Quem pode participar do Desenrola?
A principal linha do Desenrola, denominada “Desenrola Família”, é voltada para pessoas que possuem uma renda mensal de até cinco salários mínimos. Isso inclui muitas famílias brasileiras que enfrentam desafios financeiros. Além disso, o programa abrange também categorias específicas, como estudantes endividados no Fundo de Financiamento Estudantil (Fies), produtores rurais e micro e pequenas empresas.
As instituições financeiras participantes do programa são responsáveis pela operacionalização das renegociações. Elas precisam destinar parte dos recursos garantidos a ações de educação financeira, incentivando a conscientização dos consumidores sobre a importância do controle e planejamento financeiro.
O papel dos contadores na implementação do programa
Para os contadores e profissionais da área financeira, a nova fase do Desenrola exige uma atenção especial em relação ao correto enquadramento de seus clientes nas regras do programa. É fundamental realizar um diagnóstico preciso da situação financeira do cliente, analisando renda, tipo de dívida e o tempo de inadimplência para determinar as melhores soluções para cada caso.
Adicionalmente, o uso do FGTS como parte do pagamento das dívidas pode ser um ponto delicado. Embora a possibilidade de utilizar esse saldo seja vantajosa, deve ser considerado com cuidado, dada a sua importância para a segurança financeira futura. Contadores que atendem micro e pequenas empresas, por sua vez, devem estar atentos às particularidades dessa linha do programa, buscando aproveitá-la ao máximo para regularizar passivos financeiros.
Consulta ao dinheiro esquecido e a adesão ao programa
Além das renegociações, os cidadãos ainda têm a opção de consultar o Sistema de Valores a Receber (SVR) para verificar se possuem valores a resgatar. Isso pode ser feito de forma simples e gratuita, acessando o site do Banco Central. Para aqueles que possuem chaves Pix vinculadas ao CPF, há a comodidade de ativar a devolução automática dos valores, garantindo que o montante seja creditado exatamente na conta indicada.
A adesão ao novo Desenrola começou a ser implementada em instituições financeiras como Itaú Unibanco, Bradesco e C6 Bank, que já estabeleceram canais de atendimento para atender os interessados. Contudo, a efetivação das renegociações depende da liberação das garantias pelo FGO e das condições que cada instituição estabelecer.
O que muda na prática com essa nova fase
Essa inovação do governo tem o potencial de reduzir o risco das operações de renegociação, ao mesmo tempo que favorece a oferta de condições mais benéficas para os devedores. Utilizando garantias públicas, o governo objetiva fomentar a regularização das dívidas, essencial para a recuperação financeira de um grande número de cidadãos brasileiros.

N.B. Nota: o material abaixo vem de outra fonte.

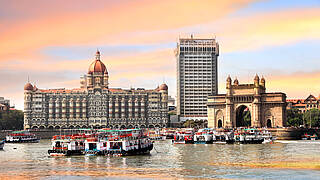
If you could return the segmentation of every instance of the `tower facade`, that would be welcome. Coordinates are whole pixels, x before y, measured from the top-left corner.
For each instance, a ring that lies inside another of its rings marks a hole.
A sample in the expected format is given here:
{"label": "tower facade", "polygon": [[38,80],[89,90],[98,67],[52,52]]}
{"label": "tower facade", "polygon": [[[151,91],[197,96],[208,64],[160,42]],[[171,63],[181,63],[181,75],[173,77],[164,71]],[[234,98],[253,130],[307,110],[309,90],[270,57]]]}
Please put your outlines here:
{"label": "tower facade", "polygon": [[218,56],[215,39],[179,39],[176,58],[180,121],[207,120],[207,97],[218,93]]}
{"label": "tower facade", "polygon": [[97,51],[80,88],[24,86],[25,129],[153,128],[168,124],[168,86],[155,89],[109,87],[109,74]]}

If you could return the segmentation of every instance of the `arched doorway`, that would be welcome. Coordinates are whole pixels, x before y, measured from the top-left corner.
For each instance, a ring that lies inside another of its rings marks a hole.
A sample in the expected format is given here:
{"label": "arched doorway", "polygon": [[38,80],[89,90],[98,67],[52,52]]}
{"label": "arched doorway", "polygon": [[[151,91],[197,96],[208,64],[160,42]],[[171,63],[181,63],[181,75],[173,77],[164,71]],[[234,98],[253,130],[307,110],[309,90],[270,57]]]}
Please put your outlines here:
{"label": "arched doorway", "polygon": [[250,127],[251,113],[247,106],[241,105],[236,110],[236,127]]}
{"label": "arched doorway", "polygon": [[219,119],[219,121],[218,121],[218,128],[222,128],[222,120],[221,119]]}
{"label": "arched doorway", "polygon": [[272,123],[270,119],[267,120],[267,128],[272,128]]}

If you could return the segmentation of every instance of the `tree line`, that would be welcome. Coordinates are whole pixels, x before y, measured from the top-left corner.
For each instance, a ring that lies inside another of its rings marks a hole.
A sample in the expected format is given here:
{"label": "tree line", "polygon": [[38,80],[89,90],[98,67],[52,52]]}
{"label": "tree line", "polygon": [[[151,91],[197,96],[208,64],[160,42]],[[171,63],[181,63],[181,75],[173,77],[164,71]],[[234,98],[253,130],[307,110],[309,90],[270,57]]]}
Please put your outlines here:
{"label": "tree line", "polygon": [[294,109],[294,108],[288,109],[287,110],[287,126],[320,127],[320,110],[310,109],[302,113],[298,109]]}
{"label": "tree line", "polygon": [[0,130],[21,130],[23,123],[23,111],[21,110],[0,112]]}

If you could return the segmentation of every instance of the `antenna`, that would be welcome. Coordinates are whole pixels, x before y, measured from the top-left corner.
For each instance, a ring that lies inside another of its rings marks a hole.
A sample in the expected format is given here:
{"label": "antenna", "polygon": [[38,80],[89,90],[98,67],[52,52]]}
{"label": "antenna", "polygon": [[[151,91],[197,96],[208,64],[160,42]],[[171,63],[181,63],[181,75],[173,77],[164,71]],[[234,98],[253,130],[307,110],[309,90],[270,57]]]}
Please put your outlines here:
{"label": "antenna", "polygon": [[28,75],[28,83],[30,83],[29,75]]}

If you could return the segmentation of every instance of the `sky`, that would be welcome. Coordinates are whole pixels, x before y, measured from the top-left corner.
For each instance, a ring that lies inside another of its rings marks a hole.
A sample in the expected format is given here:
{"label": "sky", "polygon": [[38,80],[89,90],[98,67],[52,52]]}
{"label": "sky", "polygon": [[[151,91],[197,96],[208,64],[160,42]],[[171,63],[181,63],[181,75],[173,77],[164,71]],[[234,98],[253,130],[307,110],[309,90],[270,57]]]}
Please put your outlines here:
{"label": "sky", "polygon": [[179,37],[216,38],[218,89],[228,75],[287,98],[320,94],[320,0],[0,0],[0,96],[23,86],[78,88],[97,49],[110,87],[169,86]]}

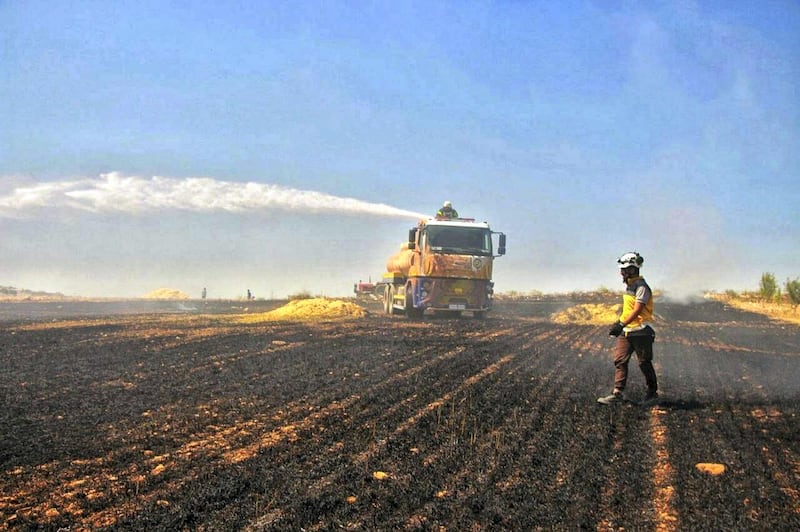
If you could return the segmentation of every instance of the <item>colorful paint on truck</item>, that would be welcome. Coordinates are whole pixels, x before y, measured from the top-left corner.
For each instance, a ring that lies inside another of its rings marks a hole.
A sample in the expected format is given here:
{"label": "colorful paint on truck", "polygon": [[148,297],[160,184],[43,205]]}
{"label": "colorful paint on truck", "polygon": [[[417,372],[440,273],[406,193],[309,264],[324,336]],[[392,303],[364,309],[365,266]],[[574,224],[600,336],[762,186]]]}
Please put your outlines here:
{"label": "colorful paint on truck", "polygon": [[[497,254],[493,235],[498,235]],[[426,310],[472,312],[492,308],[495,257],[505,254],[505,234],[469,218],[420,220],[408,242],[386,262],[384,310],[419,317]]]}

Um cenário em que cada vez mais brasileiros têm acesso a juros reduzidos e a renegociações viáveis pode representar um avanço considerável em uma economia que busca superar crises de inadimplência e estimular o crescimento. No entanto, é crucial que a população esteja atenta aos prazos e procedimentos para que não percam a chance de regularizar suas situações financeiras.
O que fazer agora?
Se você é um contribuinte ou empresário que se encontra em situação de inadimplência, é aconselhável que você imediatamente consulte se possui valores a recuperar no SVR. É uma ótima oportunidade para aliviar sua carga de dívidas. Além disso, examine suas opções de renegociação e avalie a possibilidade de utilizar o FGTS na quitação de débitos. E para aqueles que têm uma empresa, busque orientações sobre como se beneficiar da nova fase do Desenrola. Una-se a um contador para garantir que todas as nuances do programa sejam compreendidas e aplicadas corretamente, assegurando um caminho mais seguro rumo à recuperação financeira.